Chanda protects Iris and Soly from the recurring nightmares that they constantly experience after their horrifying kidnapping. As Former Burundi Commander said, “Sensible commanders always grab whatever weapons are easiest at hand, and no weapon is easier to get or control than children.” The nasty and ruthless murderer, Mandiki does exactly that. He inflicts dread upon his child slave soldiers so that his demands will be fulfilled. “Don’t think you can escape… don’t think you can run home to your mama and papa. You have no home. I am your home. If you ever try to leave my protection, you will be caught. And do you know what will happen then? You’ll be held to the ground and chopped into bits. Your families, too” (197).  After considering themselves murderers because they acted as accomplices, against their will, for cruel Mandiki, Iris and Soly explode, but Chanda-who is still a child herself- shields them from the sword of menace, ruthlessness, and abhorrence, with which Mandiki has stabbed them.

It takes a lot of emotional maturity for a teenage girl – growing up without a proper guardian – to understand and accept the fact that her two little precious siblings hate their lives. Chanda fetches them “paper, [coloured] chalk, and pencils” so they can draw their feelings and horrifying flashbacks since they refuse to talk about anything (354). She protects them and scolds them for running away from her. She tries to dig through their mountain of fear and tried to understand what her babies are going through (347-362).

 

Finally, Chanda sets aside her own feelings about her Mama’s family for the sake of her two younger siblings. “At fifteen, Granny and Grampa engaged [Mama] to… a boy from the neighbouring cattle post; but Mama was scared of him…” so when she met Chanda’s Papa, she ran off with him instead (37). Her relatives were outraged by her disappearance and claimed that “she was cursed for [dishonouring] the ancestors” and blamed her for everything that went wrong (37). When Chanda’s Mama got sick with AIDS and went back to her relatives, they treated her as an outcast and “left her at the abandoned ruin on their cattle post… alone in the bush, thin as a reed, huddled under a stained sheet buzzing with flies” (38). They had hoped Chanda’s Mama would die and take the evil curse along with her (130). Chanda really has to stretch her emotional accordion by putting her siblings first so they can be blessed by her Granny and Grampa, whom she dislikes, before they pass. It takes her a lot of reflection and forgiveness before she realises that she would feel terribly “guilty, knowing [her] pride [had] kept Soly and Iris from getting something special” (62).
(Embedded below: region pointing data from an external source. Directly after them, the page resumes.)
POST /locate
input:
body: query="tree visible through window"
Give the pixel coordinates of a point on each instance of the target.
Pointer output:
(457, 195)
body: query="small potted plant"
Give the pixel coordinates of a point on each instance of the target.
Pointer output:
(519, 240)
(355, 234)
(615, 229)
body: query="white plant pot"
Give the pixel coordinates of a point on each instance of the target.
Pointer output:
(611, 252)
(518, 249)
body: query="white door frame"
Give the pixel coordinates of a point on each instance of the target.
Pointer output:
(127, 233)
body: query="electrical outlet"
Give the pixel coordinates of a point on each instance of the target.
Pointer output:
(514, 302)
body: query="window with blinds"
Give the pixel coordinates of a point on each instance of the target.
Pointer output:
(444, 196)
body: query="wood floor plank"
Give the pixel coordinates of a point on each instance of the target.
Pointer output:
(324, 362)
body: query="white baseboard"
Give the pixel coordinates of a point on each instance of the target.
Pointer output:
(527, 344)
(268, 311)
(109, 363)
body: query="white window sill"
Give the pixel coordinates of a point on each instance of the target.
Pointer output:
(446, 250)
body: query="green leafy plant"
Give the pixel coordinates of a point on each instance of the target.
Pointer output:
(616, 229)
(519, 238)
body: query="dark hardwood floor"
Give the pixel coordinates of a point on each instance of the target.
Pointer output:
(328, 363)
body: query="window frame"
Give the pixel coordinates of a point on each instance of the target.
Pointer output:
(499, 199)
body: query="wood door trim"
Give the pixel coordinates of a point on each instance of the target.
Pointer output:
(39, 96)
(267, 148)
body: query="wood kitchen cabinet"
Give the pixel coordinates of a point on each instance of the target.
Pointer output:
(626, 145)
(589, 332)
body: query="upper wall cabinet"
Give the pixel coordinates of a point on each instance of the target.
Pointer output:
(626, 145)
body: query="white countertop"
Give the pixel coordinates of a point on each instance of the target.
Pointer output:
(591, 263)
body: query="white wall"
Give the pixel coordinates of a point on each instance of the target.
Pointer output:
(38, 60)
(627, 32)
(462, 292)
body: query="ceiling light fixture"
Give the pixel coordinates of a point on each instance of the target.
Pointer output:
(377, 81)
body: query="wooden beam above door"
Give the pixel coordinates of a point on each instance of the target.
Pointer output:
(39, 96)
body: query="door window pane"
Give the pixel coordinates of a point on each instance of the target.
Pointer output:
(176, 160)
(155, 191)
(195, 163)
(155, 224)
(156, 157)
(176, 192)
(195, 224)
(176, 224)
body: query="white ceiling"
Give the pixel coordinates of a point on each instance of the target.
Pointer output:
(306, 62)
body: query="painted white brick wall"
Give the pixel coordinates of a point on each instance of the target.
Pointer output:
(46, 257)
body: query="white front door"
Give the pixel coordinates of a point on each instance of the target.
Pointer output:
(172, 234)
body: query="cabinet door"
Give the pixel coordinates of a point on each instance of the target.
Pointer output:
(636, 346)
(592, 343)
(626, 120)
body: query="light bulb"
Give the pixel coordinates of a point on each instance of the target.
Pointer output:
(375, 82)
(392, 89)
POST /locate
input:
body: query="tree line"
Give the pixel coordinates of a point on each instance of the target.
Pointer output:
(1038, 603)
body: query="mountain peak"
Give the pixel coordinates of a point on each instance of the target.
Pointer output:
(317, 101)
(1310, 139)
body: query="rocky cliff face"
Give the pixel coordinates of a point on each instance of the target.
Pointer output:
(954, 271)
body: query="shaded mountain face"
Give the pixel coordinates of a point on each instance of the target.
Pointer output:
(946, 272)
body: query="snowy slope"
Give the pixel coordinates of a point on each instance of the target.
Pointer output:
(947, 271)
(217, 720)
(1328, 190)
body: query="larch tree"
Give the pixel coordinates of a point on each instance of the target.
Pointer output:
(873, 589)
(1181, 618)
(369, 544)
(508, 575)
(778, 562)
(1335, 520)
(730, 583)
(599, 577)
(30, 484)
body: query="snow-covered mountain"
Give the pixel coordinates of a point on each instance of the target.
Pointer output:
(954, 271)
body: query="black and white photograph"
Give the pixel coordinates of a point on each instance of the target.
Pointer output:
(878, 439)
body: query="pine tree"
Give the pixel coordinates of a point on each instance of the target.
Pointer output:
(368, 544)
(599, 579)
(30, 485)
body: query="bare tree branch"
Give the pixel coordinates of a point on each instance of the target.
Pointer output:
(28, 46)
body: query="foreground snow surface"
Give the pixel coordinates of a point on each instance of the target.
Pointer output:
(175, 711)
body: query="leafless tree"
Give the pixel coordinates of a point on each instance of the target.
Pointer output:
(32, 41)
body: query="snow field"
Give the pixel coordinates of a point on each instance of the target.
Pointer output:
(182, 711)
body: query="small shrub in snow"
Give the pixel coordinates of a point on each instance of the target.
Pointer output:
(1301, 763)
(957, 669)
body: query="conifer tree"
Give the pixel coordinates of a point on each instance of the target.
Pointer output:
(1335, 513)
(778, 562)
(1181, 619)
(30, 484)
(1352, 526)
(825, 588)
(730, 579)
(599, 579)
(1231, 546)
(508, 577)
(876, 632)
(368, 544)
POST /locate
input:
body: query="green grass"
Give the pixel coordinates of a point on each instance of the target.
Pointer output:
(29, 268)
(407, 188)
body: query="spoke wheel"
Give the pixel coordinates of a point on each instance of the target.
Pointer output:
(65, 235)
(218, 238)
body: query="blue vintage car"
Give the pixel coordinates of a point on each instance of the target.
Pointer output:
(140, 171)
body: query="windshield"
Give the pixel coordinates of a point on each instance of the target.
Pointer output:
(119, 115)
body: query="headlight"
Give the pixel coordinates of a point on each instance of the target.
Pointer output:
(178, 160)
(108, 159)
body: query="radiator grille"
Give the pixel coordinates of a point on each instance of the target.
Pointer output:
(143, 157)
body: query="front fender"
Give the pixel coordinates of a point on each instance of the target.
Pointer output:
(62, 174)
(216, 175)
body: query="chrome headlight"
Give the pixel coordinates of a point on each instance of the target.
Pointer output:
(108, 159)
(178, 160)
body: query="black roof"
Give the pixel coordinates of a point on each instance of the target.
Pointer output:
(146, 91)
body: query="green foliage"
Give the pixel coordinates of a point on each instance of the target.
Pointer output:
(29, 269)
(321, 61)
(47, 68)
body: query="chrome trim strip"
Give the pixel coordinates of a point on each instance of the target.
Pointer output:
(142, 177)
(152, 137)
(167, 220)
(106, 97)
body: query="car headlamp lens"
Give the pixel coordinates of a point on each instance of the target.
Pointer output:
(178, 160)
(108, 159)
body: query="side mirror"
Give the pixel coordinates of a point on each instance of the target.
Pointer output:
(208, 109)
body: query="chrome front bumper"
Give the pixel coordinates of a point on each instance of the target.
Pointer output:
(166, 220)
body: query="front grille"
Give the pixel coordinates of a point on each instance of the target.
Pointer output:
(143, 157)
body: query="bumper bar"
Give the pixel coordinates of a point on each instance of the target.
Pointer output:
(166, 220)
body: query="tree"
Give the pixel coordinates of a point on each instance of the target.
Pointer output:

Everyone around Chanda is very superstitious. So when she keeps having the same horror full, spine-shivering dream, everyone claims she is in trouble (39). They say, “‘Something’s wrong. You need help… What’s more important, your pride or Soly and Iris? Nightmares have a reason, Chanda” (7, 8). The thought of Soly or Iris being in danger kicks Chanda’s protective streak into gear. For the sake of their well-being, she concludes that she will not let any harm happen to her siblings, so she will forgive her Mama’s family and go to Tiro despite her reservations. She learns to forgive her Mama’s family because she knows that her Mama had loved them. She even develops attachments with some of her relatives there, even her Auntie Lizbet who once said of Chanda, “She’s an ingrate…Selfish as her mama!” (87, 154). But when she sees her making an effort with Iris, she decides that it is only right to forgive and forget. (102, 103). Chanda is a young girl, who maturely decides to fix family feuds for her own sake and for the sake of her two little siblings.

Some children do not have the luxury of love and affection from a parent or guardian. Hence, they have to learn to protect themselves and others for whom they are responsible. This basically sums up the life of Chanda Kabelo in Chanda’s Wars. She provides for her six-year-old sister Iris and five-year-old brother Soly and herself, both emotionally and physically. She protects them all. And through it all, she tries to find family members who can help build a support system to comfort them throughout their series of unfortunate events.